Ao longo dos últimos 20 anos, não houve qualquer modernização no armamento do Exército ucraniano, inclusive daquele que está na Crimeia. A julgar pelas palavras dos próprios pilotos militares ucranianos, dos 40 caças MiG-29 estacionados na base aérea de Belbek, perto de Sevastopol, apenas cinco estão em condições de voar.
O estado dos navios da Marinha de guerra da Ucrânia e de suas embarcações de apoio requer uma discussão à parte. Hoje, a maioria desses barcos está bloqueado nas baías de Sevastopol. Por exemplo, as corvetas Ternopil e Lutsk, os navios de comando Slavutich e o único submarino da Ucrânia, o Zaparojie, acabaram ficando “prisioneiros” no local. Na base naval militar do sul, no lago Donuzlav, perto de Evpatoria, estão atracados junto ao muro a grande lancha de desembarque Konstantin Olshanski, a lancha média de desembarque Kirovograd, a corveta Vinnitsa, o transportador Gorlovka, os navios mineiros Tchernigov e Tcherkasi, o navio varredor costeiro Guenitchesk e uma dúzia de outras embarcações. Todos eles têm a saída para o mar barrada pelo navio antissubmarino Otchakov e pelo rebocador Shakhtar, que esperam a desmontagem para aproveitamento do metal e que, entretanto, foram afundados no estreito.
É evidente que eles podem ser retirados dali, mas isso exige tempo e gastos consideráveis, e não se sabe ainda a quem caberá essa tarefa. Caso Moscou decida devolver a Kiev as embarcações bloqueadas, essa função caberá à Marinha ucraniana. Mas se eles ficarem na Crimeia como troféu, será a frota russa do Mar Negro quem terá que levá-los. Tudo isto será objeto de negociação, mas, depois de as novas autoridades ucranianas, sem acordo prévio, terem capturado dezenas de caminhões Kamaz russos que se destinavam ao Cazaquistão, o destino dos navios na baía de Sevastopol pode não ser tão óbvio quanto parece.
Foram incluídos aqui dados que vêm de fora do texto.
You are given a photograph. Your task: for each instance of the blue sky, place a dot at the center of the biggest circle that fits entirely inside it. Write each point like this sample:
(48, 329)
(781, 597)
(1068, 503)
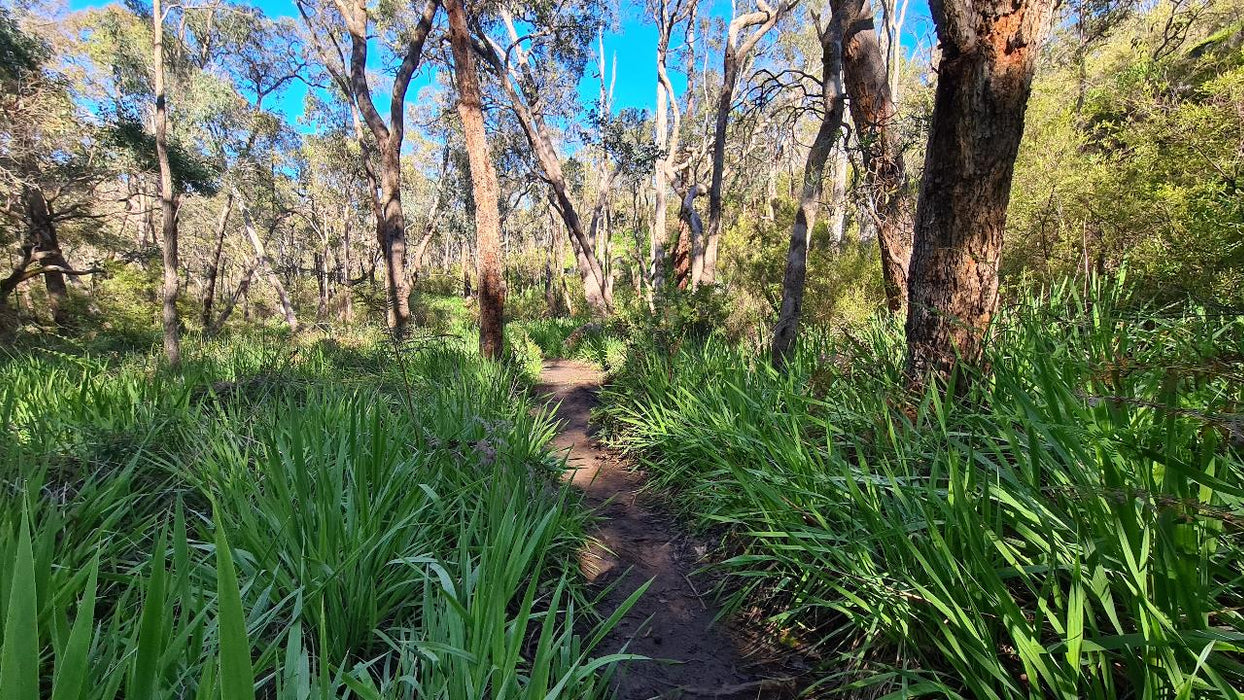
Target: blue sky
(633, 44)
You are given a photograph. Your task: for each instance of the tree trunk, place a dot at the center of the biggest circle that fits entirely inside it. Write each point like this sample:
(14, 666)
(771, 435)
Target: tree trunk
(47, 253)
(391, 234)
(265, 262)
(691, 238)
(786, 328)
(840, 169)
(483, 174)
(209, 294)
(8, 286)
(240, 294)
(984, 78)
(387, 202)
(550, 164)
(704, 265)
(873, 112)
(167, 197)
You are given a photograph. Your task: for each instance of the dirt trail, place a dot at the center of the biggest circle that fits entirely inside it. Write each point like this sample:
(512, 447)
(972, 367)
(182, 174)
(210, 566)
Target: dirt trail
(638, 542)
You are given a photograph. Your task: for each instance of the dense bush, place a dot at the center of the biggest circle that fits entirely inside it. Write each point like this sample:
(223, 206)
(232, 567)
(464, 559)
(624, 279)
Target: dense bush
(285, 516)
(1071, 529)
Vale ressaltar que alguns desses navios são bastante antigos e necessitam de sérias reparações e modernização, mas só se poderá falar disso depois que seu destino for decido. E há ainda a questão de onde reparar esses navios, bem como os navios da frota do Mar Negro. Na Crimeia existem algumas empresas de construção e reparação naval que, embora bem decentes, se encontram muito negligenciadas. Entre elas está o 13º estaleiro de Sevastopol, o estaleito Zaliv, em Kertch, e o estaleiro Môrie, em Feodosia.
Um desses exemplos é o estaleiro de Sevastopol, que tempos atrás empregou 12 mil pessoas e hoje conta com uma equipe de apenas 200 especialistas. Até recentemente, a empresa não aceitava embarcações da frota do Mar Negro para reparação, e marinheiros de guerra russos eram obrigados a reparar seus barcos até mesmo na Bulgária, que aderiu à Otan.